Ti aspetterò dove ci siamo persi

Siamo un universo fatto di parole

Che non ci siamo detti

Highsnob e Hu - Abbi cura di te


È ancora buio fuori quando la sua sveglia suona. Come se ce ne fosse bisogno, come se fosse riuscito a dormire anche solo un minuto da quando era tornato a casa la sera prima.

Manuel si volta pigramente su un fianco, con un lamento, e la spegne al secondo trillo.

Si passa le mani sulla faccia, fino a infilare le dita tra i ricci scompigliati.

Gli sfugge un altro lamento, quando si ricorda che cosa lo aspetta.

La casa è piacevolmente silenziosa, mentre entra in punta di piedi in cucina, cercando di non svegliare sua madre. I tempi in cui tornava solo a quell'ora sembrano lontani, come se appartenessero a un'altra vita. Si sta ancora infilando la felpa, quando viene investito dall'odore del caffè, mentre la moka gorgoglia ancora sul fornello.

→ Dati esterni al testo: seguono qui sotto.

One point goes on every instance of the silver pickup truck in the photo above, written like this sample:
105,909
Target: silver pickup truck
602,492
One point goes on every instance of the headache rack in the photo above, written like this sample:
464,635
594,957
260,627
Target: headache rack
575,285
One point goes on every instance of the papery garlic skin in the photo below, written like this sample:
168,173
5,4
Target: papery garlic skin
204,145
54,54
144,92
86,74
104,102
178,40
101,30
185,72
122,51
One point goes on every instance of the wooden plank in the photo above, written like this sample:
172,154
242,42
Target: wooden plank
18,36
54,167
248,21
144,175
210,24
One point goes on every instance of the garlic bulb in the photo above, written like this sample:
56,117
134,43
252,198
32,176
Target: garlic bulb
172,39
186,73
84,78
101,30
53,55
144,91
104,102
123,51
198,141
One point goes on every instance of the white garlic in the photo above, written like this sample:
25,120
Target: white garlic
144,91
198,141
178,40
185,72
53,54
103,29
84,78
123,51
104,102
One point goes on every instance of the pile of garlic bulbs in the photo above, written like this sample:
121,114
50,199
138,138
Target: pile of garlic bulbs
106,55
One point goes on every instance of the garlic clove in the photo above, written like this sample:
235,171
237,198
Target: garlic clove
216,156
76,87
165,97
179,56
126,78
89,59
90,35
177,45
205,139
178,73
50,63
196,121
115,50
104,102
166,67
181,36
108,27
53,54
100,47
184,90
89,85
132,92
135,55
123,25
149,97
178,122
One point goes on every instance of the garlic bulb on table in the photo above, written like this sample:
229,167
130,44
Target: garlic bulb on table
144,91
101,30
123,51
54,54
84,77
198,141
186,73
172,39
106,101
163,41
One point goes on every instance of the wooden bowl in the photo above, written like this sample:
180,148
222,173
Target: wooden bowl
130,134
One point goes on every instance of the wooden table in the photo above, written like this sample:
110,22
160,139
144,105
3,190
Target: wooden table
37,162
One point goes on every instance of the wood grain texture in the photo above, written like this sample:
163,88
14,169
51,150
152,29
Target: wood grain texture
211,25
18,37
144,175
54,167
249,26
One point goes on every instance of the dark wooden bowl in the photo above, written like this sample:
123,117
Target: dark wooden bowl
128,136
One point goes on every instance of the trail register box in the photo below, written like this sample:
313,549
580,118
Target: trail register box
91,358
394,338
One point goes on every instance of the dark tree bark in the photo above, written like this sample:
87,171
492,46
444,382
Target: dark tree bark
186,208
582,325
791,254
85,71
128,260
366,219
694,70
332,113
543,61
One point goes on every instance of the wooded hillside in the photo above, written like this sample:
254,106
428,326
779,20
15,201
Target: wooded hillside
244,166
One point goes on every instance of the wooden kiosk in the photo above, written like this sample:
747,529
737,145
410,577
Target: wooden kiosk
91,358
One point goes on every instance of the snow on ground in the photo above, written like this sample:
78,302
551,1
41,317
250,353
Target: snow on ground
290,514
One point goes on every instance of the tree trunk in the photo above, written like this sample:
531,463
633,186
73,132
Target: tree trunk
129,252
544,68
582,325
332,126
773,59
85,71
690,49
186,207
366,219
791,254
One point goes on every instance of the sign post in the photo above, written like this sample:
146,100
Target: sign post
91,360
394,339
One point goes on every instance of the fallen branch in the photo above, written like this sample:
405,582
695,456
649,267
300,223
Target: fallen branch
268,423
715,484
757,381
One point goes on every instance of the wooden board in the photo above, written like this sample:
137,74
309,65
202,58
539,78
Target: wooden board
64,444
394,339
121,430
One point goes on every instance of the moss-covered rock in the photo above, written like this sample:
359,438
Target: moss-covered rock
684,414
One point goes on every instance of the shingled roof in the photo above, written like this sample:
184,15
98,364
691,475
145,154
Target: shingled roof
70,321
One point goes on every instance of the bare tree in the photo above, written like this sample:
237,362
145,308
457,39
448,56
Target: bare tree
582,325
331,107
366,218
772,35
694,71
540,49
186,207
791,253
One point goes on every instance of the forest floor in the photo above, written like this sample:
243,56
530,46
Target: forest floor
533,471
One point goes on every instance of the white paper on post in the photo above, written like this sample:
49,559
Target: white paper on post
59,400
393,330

"buongiorno" gli dice sua madre mentre si stropiccia un occhio.

"oddio, mà che paura" dice con una mano sul petto, mentre respira a fondo "che ce fai già sveglia?"

Sua madre spegne il gas e prende la moka con una presina di stoffa piena di macchie di bruciato, ha perso il conto delle volte che ha preso fuoco perché se l'è dimenticata vicino al gas acceso.

"ti volevo accompagnare all'autobus" si copre la bocca con la mano mentre sbadiglia "Silvia mi presta la macchina"

Manuel abbassa lo sguardo.

L'idea di non partire lo aveva tentato, pur di evitarsi tre giorni a stretto contatto con Simone.

Simone che ora era era di un altro, Simone che ora ce l'aveva con lui per aver litigato con il suo ragazzo, Simone che pensava che era arrivato troppo tardi.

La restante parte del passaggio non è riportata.